Critical illness is unlikely to cover for smaller injuries and illnesses though – so make sure you’re covered for all eventualities.
- Life insurance
Clearly, no one anticipates needing life cover when being self-employed – but it’s these unexpected and unlikely occurrences that life insurance is there for.
If you have a family and significant financial commitments, having cover in place in case of the worst is really important – as it can let loved ones cope with your illness or passing without the additional stress and upset of dealing with increased financial burdens.
- Get a pension – and cover your state pension
A good pension scheme is a major benefit of working for an employer but when you become self-employed the responsibility is all yours when it comes to thinking about the future.
Self-employed workers can choose between three different types of pension:
- Stakeholder pensions
- Personal pensions
- Self-invested personal pensions
The type that’s right for you depends on your personal circumstances and how you will organise your business going forward – so it’s worth talking to an accredited pensions advisor about finding the right type for you.
Whichever kind you choose, it’s worth working in a way that resembles that of an employed worker – i.e. paying in an amount each month that you can budget for with your normal book keeping and financial management. That doesn’t mean that you can’t top up further down the line though – being self-employed gives you some flexibility if your income is less predictable.
It’s important not to forget about your state pension as a self-employed worker too. You’re still expected to pay your National Insurance contributions (NICs) – and must have done so for 35 years to benefit from the relatively new flat-rate state pension.

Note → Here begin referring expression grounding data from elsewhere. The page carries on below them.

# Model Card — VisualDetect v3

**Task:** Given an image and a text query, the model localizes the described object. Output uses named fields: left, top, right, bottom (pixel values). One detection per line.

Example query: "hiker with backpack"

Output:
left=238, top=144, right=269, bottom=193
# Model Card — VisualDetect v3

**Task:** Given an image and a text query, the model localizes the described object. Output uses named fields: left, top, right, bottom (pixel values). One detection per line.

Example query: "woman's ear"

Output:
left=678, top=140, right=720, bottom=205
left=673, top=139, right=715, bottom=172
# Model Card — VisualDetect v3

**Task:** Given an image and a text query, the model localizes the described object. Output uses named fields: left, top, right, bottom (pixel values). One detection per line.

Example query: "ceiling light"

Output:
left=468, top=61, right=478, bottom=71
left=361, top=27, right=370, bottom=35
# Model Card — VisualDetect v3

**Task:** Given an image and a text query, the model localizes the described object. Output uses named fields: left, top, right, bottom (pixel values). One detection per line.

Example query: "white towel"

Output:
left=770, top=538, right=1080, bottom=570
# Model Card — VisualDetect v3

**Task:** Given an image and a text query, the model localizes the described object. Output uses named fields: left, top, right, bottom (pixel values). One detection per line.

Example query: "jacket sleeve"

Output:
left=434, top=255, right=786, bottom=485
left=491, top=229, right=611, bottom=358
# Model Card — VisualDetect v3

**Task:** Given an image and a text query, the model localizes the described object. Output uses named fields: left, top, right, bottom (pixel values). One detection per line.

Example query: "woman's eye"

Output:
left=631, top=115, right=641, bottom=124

Employees pay ‘Class 1’ contributions – whereas self-employed workers pay a fixed amount of ‘Class 2’ contributions along with ‘Class 4’ contributions – which are based on profits. Both need to be kept up – but all add up to the same level of pension contribution. If you ever find yourself falling short – you can always top up.
You can pay up to £40,000 into a pension annually – and the lifetime limit is £1m. The HMRC’s “carry forward rule” also means that you can use the past 3 year’s contribution limits too – which is especially useful if funds have been tight as getting your self-employed business of the ground began.
- Finding a mortgage
It used to be that mortgages for self-employed people were very hard to come by – lenders often considered self-employed workers a less attractive and less reliable prospect for repayment, meaning that when mortgages were available, they were often at increased cost.
Then, the advent of self-certification mortgages saw this turn around – mortgages for people who were not traditionally employed were given on an ‘affordability’ basis – meaning that if you could demonstrate the means to pay – you could get a mortgage. It wasn’t long before this was seen as irresponsible lending though, and after the financial crash of 2008, self-certification mortgages were banned.
Fast forward to 2017 and lenders are becoming more comfortable offering mortgages to the self-employed – and since there’s been such an increase in numbers, self-employed people are now seen as a legitimate area of the market – and not just an exception from the norm.
If you’re hoping to secure a mortgage, there are some basics you’ll want to cover – having a minimum of 1 years filed accounts is important, with 2-3 being even more ideal. What’s more, mortgage providers are concentrating more on your field of work – rather than your employer, so if you’re working in the same industry – just with a different approach to how you’re paid – you stand a better chance of hitting the eligibility criteria.